3. Choosing a panel design: New technology has enabled cost effective, flexible solar panels. We were going to be securing our panels to our Rino Rack Pioneer tray roof rack, so felt more comfortable with brackets and screws rather than adhesive. Flexible panels could be a great option for those without a roof rack.
4. Choosing a Charge Controller: The one major decision when choosing a charger controller is PWM or MPPT. Just like the different types of panels, the main difference between these two options is efficiency and cost. A PWM controller is essentially a switch connecting the panels to the battery. In most cases, the panels will generate more voltage than can be consumed by the 12v battery resulting in loss of potential charging power. An MPPT charge controller is more advanced and designed to convert the excess voltage into amps, keeping the charging voltage optimal while reducing the overall charging time. We again opted for efficiency, despite the additional cost and chose an MPPT charge controller.

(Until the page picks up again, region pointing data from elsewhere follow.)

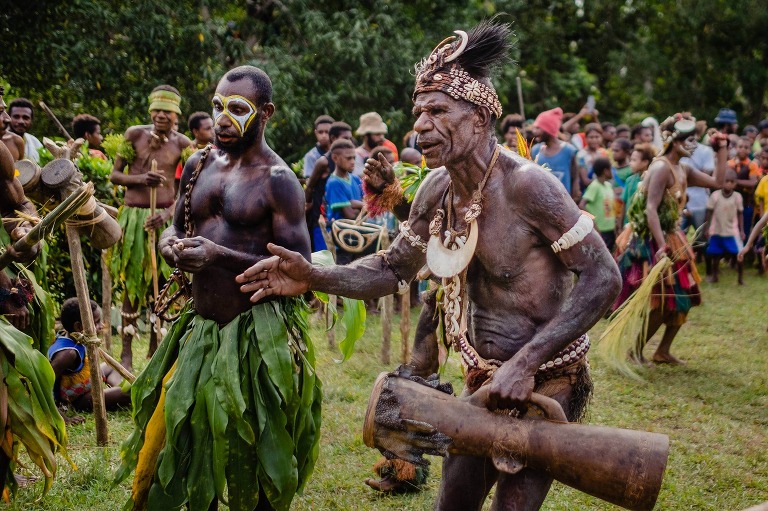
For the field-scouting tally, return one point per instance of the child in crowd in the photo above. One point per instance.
(586, 157)
(621, 150)
(761, 203)
(639, 161)
(747, 175)
(72, 384)
(726, 225)
(598, 201)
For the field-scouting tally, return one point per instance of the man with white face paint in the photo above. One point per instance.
(239, 384)
(130, 261)
(653, 231)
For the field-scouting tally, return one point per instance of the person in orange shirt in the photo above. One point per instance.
(747, 175)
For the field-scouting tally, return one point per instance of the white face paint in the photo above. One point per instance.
(239, 110)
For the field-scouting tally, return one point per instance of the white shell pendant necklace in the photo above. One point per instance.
(448, 259)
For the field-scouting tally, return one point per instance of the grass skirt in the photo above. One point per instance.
(238, 407)
(41, 308)
(129, 261)
(678, 289)
(27, 406)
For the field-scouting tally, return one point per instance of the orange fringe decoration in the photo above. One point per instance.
(377, 203)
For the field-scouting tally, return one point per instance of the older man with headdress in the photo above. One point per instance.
(505, 239)
(653, 236)
(158, 148)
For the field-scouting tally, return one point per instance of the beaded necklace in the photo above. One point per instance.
(449, 259)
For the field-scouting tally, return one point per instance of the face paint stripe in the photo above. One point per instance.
(241, 122)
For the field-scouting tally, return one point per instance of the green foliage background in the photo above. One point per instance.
(346, 57)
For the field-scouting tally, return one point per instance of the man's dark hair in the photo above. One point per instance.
(324, 119)
(337, 128)
(84, 124)
(601, 165)
(195, 119)
(167, 88)
(624, 144)
(637, 129)
(512, 121)
(22, 103)
(258, 78)
(340, 144)
(70, 313)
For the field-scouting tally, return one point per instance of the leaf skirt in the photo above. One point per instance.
(229, 413)
(129, 258)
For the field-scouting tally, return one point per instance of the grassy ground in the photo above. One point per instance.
(714, 409)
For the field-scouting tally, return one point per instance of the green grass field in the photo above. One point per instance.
(714, 409)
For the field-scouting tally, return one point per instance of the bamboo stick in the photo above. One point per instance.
(89, 329)
(106, 300)
(49, 222)
(154, 320)
(387, 311)
(331, 246)
(55, 120)
(405, 327)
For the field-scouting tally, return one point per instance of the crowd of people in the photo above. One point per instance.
(242, 355)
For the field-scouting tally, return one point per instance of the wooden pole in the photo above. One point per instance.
(89, 329)
(387, 311)
(154, 320)
(405, 327)
(106, 301)
(55, 120)
(329, 331)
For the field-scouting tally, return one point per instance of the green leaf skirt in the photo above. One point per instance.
(241, 411)
(129, 261)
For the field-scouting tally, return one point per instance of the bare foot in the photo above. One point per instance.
(75, 419)
(24, 481)
(386, 485)
(667, 358)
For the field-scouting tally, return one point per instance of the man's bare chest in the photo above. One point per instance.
(237, 199)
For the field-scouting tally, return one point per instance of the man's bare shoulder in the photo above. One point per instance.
(434, 186)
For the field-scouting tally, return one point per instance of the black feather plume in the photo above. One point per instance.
(489, 45)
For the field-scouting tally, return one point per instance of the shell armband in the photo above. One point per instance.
(578, 232)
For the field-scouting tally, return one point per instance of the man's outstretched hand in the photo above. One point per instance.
(287, 273)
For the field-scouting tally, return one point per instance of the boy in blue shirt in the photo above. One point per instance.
(344, 190)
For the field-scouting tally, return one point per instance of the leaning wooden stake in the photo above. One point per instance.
(405, 327)
(89, 331)
(330, 330)
(106, 301)
(387, 311)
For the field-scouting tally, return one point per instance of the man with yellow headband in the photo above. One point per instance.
(524, 273)
(234, 382)
(130, 263)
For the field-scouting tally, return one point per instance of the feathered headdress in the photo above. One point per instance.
(460, 66)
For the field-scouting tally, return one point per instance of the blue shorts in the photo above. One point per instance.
(722, 245)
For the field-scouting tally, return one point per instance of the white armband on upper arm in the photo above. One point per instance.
(578, 232)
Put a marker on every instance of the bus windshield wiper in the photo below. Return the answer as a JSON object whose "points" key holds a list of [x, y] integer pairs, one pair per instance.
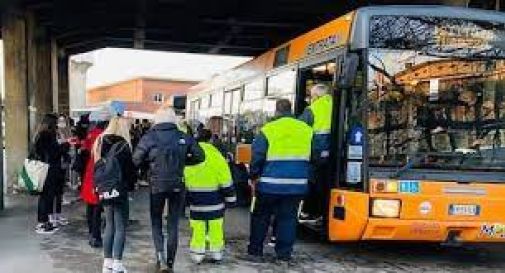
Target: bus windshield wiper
{"points": [[410, 163]]}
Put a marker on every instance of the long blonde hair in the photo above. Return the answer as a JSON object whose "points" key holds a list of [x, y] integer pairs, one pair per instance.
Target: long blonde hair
{"points": [[117, 126]]}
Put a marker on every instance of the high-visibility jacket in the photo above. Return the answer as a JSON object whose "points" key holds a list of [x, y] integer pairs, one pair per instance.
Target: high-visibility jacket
{"points": [[287, 162], [322, 109], [209, 185]]}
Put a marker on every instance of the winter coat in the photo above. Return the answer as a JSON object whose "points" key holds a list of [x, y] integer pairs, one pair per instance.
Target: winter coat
{"points": [[149, 146], [88, 185], [128, 172]]}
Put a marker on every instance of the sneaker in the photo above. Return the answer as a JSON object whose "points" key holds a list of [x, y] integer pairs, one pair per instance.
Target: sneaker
{"points": [[161, 265], [118, 267], [197, 258], [45, 228], [95, 243], [256, 259], [61, 221], [272, 242], [216, 256], [107, 265]]}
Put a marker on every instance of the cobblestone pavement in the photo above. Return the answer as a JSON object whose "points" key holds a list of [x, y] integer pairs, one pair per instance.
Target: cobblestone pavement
{"points": [[21, 250]]}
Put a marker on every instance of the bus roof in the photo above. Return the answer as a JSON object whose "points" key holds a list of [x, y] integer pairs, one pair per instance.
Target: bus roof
{"points": [[359, 36], [350, 29]]}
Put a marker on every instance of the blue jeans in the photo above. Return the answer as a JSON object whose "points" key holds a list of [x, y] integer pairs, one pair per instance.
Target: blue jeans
{"points": [[284, 208], [175, 202], [116, 219]]}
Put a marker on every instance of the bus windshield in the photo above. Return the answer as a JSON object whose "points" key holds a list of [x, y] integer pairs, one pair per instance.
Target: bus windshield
{"points": [[436, 93]]}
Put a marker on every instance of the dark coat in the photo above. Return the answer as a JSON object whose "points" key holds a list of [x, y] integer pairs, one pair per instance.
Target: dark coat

5. Sizing your charge controller: Solar charge controllers come in a variety of sizes e.g., 20 amp, 30 amp, etc and are sized based on the current from the solar panels and your systems voltage. For instance (2 x 100 watt panels / 12 v) = 16.7 amps. It is suggest you multiple this amp number by 25% to allow for cold temperatures. Our controller then would need to support 20.8 amps. Best practice is to round up, but we purchased a kit and the manufacturer suggested a 20 amp controller.
After significant research, we landed on the Renogy 200 Watt 12 volt Premium Kit with the Eclipse panels. These panels are lower profile and slightly narrower, which was a perfect fit on either side of our fan on the roof.
This kit includes everything you need for the install except the tools!